This is the strange tale of a Steve Miller Band record that was the 353rd No. 1 single in US chart history, and then took 16 years to become the 650th in the UK. Then, after another 11 years, was sampled on another UK No. 1. It’s the funny story of ‘The Joker.’
The classic single, written and produced by guitarist (and space cowboy) Miller himself, went to the top of the Billboard Hot 100 in January 1974, nearly three months after charting modestly at No. 86. “I never thought ‘The Joker’ was going to be a hit,” he said later. “I always wanted to make singles, I like singles. So I just started taking that two-and-a-half minute thing and started looking for sounds that record well.”
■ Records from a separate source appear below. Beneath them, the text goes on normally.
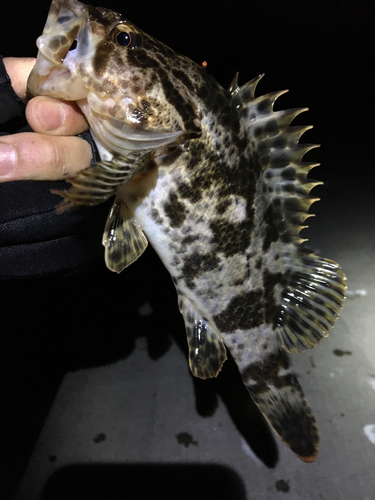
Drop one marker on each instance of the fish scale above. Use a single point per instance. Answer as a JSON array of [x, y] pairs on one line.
[[215, 181]]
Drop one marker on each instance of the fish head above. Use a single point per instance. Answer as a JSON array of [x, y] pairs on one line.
[[120, 77]]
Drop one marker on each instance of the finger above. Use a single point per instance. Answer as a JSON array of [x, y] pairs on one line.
[[18, 69], [50, 116], [29, 156]]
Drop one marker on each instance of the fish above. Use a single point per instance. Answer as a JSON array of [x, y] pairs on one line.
[[214, 179]]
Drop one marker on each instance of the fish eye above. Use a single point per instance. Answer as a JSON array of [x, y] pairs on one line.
[[73, 46], [124, 37]]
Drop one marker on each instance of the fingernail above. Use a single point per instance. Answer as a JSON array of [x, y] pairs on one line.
[[51, 114], [7, 159]]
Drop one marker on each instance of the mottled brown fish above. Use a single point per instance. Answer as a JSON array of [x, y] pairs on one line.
[[215, 181]]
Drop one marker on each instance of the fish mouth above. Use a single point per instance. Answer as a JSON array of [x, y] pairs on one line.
[[54, 80]]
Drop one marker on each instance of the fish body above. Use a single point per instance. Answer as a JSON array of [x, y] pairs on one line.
[[215, 181]]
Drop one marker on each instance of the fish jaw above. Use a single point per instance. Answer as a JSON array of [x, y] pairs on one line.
[[55, 72]]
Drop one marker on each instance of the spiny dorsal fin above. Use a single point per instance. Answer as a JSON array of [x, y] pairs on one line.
[[123, 239], [276, 146], [313, 288], [207, 351]]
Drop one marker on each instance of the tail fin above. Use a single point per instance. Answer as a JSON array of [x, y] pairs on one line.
[[275, 389]]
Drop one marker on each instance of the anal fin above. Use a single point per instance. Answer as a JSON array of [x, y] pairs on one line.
[[275, 389], [123, 239], [207, 351]]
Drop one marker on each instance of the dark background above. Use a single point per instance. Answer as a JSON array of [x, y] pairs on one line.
[[322, 51]]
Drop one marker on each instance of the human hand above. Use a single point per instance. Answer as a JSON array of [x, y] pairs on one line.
[[53, 152]]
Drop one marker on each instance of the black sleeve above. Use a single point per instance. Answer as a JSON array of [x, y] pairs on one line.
[[34, 239]]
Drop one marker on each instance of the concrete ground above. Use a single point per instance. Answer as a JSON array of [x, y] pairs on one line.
[[129, 421]]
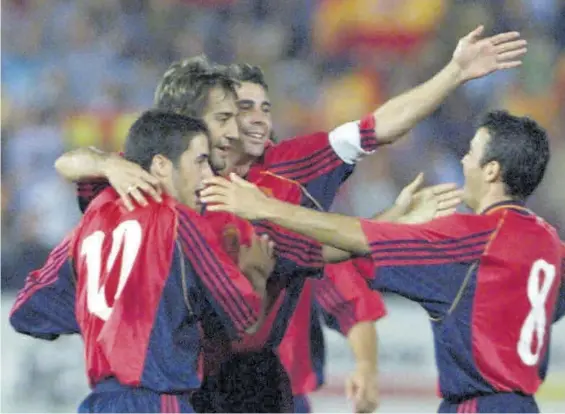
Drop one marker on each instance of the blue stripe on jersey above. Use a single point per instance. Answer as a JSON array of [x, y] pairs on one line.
[[212, 274]]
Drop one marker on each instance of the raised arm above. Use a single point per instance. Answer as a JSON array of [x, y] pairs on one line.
[[473, 58], [342, 232]]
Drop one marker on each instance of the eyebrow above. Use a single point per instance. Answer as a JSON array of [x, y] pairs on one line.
[[225, 113], [251, 102]]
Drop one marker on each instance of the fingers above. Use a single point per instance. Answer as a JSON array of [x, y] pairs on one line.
[[126, 199], [446, 212], [511, 46], [138, 196], [240, 181], [349, 389], [509, 65], [212, 198], [151, 190], [503, 37], [509, 56], [418, 181], [213, 189], [475, 34], [449, 204], [216, 180], [442, 188]]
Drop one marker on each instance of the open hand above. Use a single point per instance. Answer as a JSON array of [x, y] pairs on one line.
[[421, 205], [237, 196], [478, 57], [361, 388], [131, 181], [257, 261]]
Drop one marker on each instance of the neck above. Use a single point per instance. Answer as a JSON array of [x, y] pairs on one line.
[[490, 201], [242, 164]]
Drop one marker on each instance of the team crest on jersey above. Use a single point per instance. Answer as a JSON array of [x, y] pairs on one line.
[[266, 191], [231, 240]]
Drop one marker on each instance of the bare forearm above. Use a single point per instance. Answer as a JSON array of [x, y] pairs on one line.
[[362, 339], [82, 163], [391, 214], [402, 113], [341, 232]]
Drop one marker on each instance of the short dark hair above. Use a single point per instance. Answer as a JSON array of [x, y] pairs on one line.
[[521, 147], [185, 86], [160, 132], [244, 72]]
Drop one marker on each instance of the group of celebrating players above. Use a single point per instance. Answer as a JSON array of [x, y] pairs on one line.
[[204, 261]]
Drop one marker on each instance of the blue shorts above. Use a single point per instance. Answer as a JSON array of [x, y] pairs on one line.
[[492, 403], [302, 404], [111, 397]]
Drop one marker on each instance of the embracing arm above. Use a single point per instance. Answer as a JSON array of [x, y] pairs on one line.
[[83, 163]]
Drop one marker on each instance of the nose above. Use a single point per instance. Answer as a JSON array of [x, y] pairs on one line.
[[207, 172], [232, 131], [258, 117]]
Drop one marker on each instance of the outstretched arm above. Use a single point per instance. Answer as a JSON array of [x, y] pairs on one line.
[[473, 58], [341, 232]]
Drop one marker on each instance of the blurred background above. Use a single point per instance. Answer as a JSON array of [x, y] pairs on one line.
[[76, 73]]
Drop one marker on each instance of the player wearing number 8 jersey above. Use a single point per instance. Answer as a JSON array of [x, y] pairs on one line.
[[492, 282], [146, 279]]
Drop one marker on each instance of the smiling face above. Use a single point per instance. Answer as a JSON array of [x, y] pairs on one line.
[[184, 180], [254, 119], [220, 118]]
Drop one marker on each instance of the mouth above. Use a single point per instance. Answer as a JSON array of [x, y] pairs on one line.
[[223, 150], [256, 137]]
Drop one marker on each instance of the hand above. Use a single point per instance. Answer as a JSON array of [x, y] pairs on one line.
[[361, 387], [423, 205], [478, 57], [237, 196], [131, 181], [257, 261]]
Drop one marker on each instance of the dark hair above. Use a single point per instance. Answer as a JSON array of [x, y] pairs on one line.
[[185, 86], [244, 72], [521, 147], [159, 132]]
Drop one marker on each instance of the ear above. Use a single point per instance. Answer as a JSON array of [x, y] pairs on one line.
[[492, 172], [161, 166]]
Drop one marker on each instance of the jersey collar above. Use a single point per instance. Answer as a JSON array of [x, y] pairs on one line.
[[513, 205]]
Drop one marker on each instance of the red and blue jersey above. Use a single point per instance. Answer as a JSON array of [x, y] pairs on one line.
[[146, 280], [490, 284], [322, 161], [343, 299], [45, 307]]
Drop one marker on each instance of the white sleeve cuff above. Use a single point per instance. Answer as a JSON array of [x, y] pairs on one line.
[[346, 143]]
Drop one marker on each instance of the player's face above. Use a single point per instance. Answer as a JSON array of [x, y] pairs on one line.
[[193, 167], [253, 118], [476, 183], [219, 117]]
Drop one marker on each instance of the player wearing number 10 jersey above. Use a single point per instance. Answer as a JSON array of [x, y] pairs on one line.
[[147, 279], [492, 283]]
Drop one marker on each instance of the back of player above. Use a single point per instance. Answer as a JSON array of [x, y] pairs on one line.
[[503, 317], [124, 302]]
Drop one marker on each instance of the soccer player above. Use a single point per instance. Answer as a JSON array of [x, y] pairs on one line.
[[148, 280], [492, 282], [341, 296]]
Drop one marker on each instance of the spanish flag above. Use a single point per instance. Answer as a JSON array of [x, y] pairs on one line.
[[399, 25]]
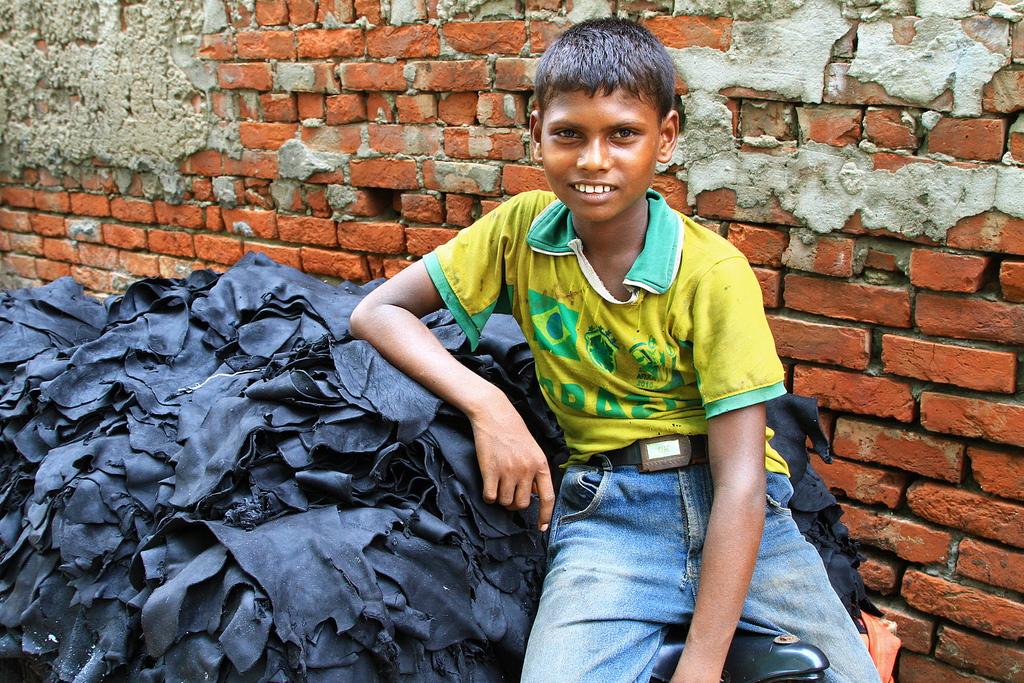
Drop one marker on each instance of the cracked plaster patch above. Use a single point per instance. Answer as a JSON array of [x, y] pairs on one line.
[[824, 185], [940, 56], [112, 84], [784, 55]]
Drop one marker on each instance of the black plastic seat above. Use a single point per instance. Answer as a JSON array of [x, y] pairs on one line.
[[753, 658]]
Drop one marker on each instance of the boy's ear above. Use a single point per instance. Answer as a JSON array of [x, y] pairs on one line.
[[535, 134], [670, 134]]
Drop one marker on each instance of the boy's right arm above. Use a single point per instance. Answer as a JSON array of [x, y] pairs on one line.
[[512, 464]]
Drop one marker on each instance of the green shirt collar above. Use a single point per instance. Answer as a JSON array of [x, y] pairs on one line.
[[656, 265]]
He certainly achieved that, the combination of a catchy tune and Miller’s memorable guitar motif helping to produce a massive US hit. In the UK, despite huge airplay on BBC Radio 1 and elsewhere, the record inexplicably failed to chart, and the band had to wait until 1976 for their chart debut there with ‘Rock ‘n Me.’
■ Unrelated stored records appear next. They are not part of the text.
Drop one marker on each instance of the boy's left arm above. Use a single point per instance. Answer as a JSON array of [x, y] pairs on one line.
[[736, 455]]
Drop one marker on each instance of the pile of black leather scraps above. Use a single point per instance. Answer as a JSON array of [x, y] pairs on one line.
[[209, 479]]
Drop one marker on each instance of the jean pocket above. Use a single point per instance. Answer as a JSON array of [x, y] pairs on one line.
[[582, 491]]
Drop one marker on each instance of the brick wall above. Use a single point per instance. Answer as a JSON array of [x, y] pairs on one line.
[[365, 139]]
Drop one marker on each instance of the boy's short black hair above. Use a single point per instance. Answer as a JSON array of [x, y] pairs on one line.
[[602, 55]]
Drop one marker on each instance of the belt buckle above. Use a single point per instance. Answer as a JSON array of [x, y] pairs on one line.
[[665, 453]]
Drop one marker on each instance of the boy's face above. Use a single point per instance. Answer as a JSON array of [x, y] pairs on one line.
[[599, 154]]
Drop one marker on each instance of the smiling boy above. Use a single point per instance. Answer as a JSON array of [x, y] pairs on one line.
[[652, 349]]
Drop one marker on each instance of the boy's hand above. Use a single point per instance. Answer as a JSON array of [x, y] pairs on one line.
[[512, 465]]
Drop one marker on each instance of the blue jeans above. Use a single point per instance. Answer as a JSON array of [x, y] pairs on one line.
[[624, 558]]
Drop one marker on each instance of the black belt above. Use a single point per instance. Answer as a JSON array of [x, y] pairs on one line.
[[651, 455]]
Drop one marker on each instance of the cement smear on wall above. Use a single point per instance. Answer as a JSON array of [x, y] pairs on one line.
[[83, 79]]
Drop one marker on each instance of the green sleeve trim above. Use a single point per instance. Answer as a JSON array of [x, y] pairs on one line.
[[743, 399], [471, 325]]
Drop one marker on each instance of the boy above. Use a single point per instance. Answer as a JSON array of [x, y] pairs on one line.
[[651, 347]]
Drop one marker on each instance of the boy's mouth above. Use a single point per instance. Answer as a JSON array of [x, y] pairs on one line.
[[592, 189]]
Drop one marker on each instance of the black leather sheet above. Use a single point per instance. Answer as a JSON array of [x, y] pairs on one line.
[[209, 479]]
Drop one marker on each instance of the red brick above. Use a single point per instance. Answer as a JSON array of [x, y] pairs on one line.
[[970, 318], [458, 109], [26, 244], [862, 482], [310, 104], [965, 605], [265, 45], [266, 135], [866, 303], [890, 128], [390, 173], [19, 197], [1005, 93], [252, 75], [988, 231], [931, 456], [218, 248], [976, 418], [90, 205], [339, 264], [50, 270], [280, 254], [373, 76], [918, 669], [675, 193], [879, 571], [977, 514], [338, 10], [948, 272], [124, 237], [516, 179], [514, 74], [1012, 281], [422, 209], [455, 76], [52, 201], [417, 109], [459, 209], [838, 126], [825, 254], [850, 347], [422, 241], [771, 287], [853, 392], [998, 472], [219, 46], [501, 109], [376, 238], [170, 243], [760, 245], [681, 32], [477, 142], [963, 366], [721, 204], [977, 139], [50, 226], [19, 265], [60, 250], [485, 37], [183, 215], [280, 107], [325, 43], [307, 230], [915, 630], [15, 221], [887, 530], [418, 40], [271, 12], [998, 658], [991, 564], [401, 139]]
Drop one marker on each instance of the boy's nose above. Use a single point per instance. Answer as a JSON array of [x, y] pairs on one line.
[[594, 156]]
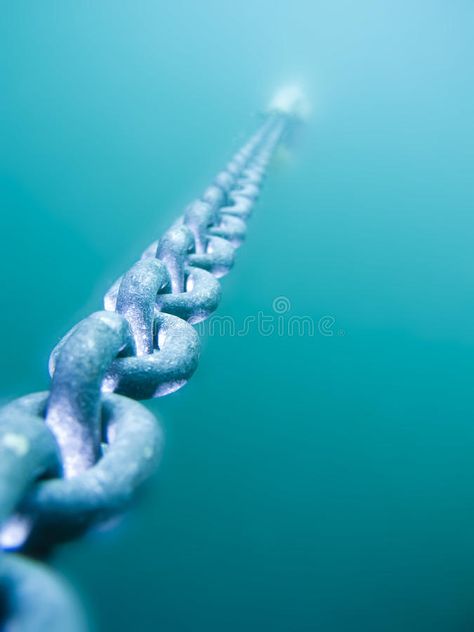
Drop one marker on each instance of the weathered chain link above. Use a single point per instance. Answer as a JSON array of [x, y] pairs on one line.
[[73, 457]]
Spin forward 16 years, to the period when TV and cinema commercials for Levis 501 jeans had the power to create new hits with catalogue material. It had worked with Ben E. King’s ‘Stand By Me,’ Marvin Gaye’s ‘I Heard It Through The Grapevine’ and Percy Sledge’s ‘When A Man Loves A Woman,’ among others. Now it was Steve Miller’s turn, and with the support of another generation of record buyers, ‘The Joker’ went to No. 1 in the UK on September 15, 1990.
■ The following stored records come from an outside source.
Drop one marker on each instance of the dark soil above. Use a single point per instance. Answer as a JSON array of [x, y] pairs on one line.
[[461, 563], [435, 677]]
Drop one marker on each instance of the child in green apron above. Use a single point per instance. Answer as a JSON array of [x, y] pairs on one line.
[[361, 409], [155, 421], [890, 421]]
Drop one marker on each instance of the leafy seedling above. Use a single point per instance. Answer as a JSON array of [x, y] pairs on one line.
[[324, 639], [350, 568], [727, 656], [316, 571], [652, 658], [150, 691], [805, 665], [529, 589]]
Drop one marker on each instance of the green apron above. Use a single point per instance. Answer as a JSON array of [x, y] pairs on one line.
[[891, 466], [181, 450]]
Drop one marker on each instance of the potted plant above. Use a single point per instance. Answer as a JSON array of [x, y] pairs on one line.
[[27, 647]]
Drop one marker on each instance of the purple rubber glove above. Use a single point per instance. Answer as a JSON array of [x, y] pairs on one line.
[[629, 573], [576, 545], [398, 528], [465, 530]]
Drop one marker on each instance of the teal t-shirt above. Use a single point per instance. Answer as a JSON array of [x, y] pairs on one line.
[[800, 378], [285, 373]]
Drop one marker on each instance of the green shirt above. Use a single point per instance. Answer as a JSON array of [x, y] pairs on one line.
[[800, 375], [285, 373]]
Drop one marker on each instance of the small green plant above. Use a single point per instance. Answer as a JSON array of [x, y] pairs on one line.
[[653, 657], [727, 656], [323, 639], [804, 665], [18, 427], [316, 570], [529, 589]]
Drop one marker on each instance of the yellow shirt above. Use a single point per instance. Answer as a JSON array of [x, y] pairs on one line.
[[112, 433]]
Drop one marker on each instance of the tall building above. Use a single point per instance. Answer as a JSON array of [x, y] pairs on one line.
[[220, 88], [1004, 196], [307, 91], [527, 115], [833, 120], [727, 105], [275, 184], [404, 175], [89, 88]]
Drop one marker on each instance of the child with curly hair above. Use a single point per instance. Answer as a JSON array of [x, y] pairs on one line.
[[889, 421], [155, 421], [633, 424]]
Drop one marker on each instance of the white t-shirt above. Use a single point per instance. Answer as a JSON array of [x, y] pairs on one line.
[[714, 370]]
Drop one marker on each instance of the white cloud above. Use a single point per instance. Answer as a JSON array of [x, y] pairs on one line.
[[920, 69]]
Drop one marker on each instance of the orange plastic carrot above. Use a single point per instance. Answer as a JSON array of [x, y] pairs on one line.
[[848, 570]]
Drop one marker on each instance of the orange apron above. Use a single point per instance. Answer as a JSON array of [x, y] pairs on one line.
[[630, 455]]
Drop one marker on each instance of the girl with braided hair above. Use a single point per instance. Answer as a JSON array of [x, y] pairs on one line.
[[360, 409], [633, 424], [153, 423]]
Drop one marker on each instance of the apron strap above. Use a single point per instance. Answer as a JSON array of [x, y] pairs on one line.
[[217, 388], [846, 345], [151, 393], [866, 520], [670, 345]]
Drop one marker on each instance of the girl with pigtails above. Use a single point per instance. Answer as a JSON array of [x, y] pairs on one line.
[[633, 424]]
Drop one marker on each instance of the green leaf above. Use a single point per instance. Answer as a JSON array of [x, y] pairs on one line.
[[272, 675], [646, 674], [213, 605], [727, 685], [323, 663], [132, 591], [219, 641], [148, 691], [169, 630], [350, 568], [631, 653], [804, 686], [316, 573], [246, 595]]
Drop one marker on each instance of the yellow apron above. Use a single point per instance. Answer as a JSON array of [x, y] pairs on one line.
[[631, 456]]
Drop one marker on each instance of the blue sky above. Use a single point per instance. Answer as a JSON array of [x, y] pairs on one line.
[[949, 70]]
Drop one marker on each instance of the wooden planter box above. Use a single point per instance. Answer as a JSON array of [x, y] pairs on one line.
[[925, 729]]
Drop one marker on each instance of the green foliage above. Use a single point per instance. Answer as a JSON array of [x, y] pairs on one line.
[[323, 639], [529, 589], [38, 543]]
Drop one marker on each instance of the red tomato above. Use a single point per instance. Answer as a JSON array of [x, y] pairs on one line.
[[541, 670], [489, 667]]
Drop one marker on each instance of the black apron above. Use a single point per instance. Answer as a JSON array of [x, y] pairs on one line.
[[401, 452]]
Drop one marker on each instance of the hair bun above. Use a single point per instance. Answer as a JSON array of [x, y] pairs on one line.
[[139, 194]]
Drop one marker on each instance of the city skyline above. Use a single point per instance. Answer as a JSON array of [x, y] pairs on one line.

Another 11 years on, the song made an appearance on another UK bestseller, when Jamaican rapper-singer Shaggy sampled it, along with Merilee Rush’s ‘Angel Of The Morning,’ on his fourth No. 1, ‘Angel,’ which hit the top of the charts in June 2001. That wasn’t the last the world had heard of the ‘The Joker’, however. A perennial of rock radio, it was also covered in 2014 by former KISS lead guitarist Ace Frehley.